Abstract

In recent years, load forecasting is becoming more-and-more important due to its numerous applications in the modern power system as well as in the virtual power plant (VPP) by virtue of the real-time analysis of ESS (Energy Storage System), DERs (Distributed Energy Resources), DSM (demand side management), and EVs (Electric vehicles). To overcome the real-time created/generated challenges and ensure accurate, reliable, and stable power generation for continuous time horizons in different time steps (i.e., yearly, monthly, weekly, daily, and hourly, etc.), an advanced intelligent model is proposed by using FQL (fuzzy-Q-learning) based FRL (fuzzy reinforcement learning) approach. In this chapter, a short-term load predictor, which is able to forecast the load for next 24 h, is presented.

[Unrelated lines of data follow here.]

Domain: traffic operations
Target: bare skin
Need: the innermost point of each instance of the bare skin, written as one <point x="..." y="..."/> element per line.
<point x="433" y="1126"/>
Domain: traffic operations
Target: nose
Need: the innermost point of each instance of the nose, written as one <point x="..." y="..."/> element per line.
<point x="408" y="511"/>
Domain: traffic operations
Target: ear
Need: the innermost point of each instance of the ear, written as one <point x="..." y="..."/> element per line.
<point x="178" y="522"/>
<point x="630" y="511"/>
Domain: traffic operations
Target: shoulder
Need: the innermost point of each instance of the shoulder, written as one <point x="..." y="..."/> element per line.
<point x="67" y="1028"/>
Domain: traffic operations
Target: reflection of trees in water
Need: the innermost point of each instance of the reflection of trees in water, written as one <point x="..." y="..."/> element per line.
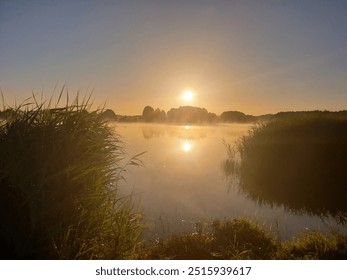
<point x="300" y="164"/>
<point x="174" y="132"/>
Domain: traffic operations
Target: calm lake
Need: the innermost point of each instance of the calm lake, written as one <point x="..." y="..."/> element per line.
<point x="182" y="182"/>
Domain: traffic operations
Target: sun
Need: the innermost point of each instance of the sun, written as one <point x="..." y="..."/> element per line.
<point x="187" y="95"/>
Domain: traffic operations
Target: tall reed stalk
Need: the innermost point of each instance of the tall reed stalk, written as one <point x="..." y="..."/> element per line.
<point x="59" y="169"/>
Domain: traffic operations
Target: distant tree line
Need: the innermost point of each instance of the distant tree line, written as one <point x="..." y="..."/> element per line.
<point x="190" y="114"/>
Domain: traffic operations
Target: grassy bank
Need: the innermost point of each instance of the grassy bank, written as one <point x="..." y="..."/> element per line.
<point x="58" y="186"/>
<point x="299" y="162"/>
<point x="243" y="239"/>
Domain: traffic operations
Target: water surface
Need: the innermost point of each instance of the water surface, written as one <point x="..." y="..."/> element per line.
<point x="182" y="182"/>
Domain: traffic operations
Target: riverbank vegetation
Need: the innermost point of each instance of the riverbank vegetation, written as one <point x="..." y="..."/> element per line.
<point x="60" y="168"/>
<point x="244" y="239"/>
<point x="59" y="191"/>
<point x="298" y="161"/>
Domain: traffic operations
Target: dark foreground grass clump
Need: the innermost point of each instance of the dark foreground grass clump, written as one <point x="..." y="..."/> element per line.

The proposed approach is tested by using real-time recorded historical data collected from GEFCom2012 and GEFCom2014 and simulated results show accurate and highly satisfactory performance. In this chapter four case studies have been performed for 1 month-ahead, week-ahead, day-ahead, and hour-ahead load forecasting. The proposed approach can predict the load for 1 month, 1 week, 1 day, as well as 1 h in advance, which shows high prediction accuracy with acceptable range of MAPE (mean absolute percentage error) for all four case studies.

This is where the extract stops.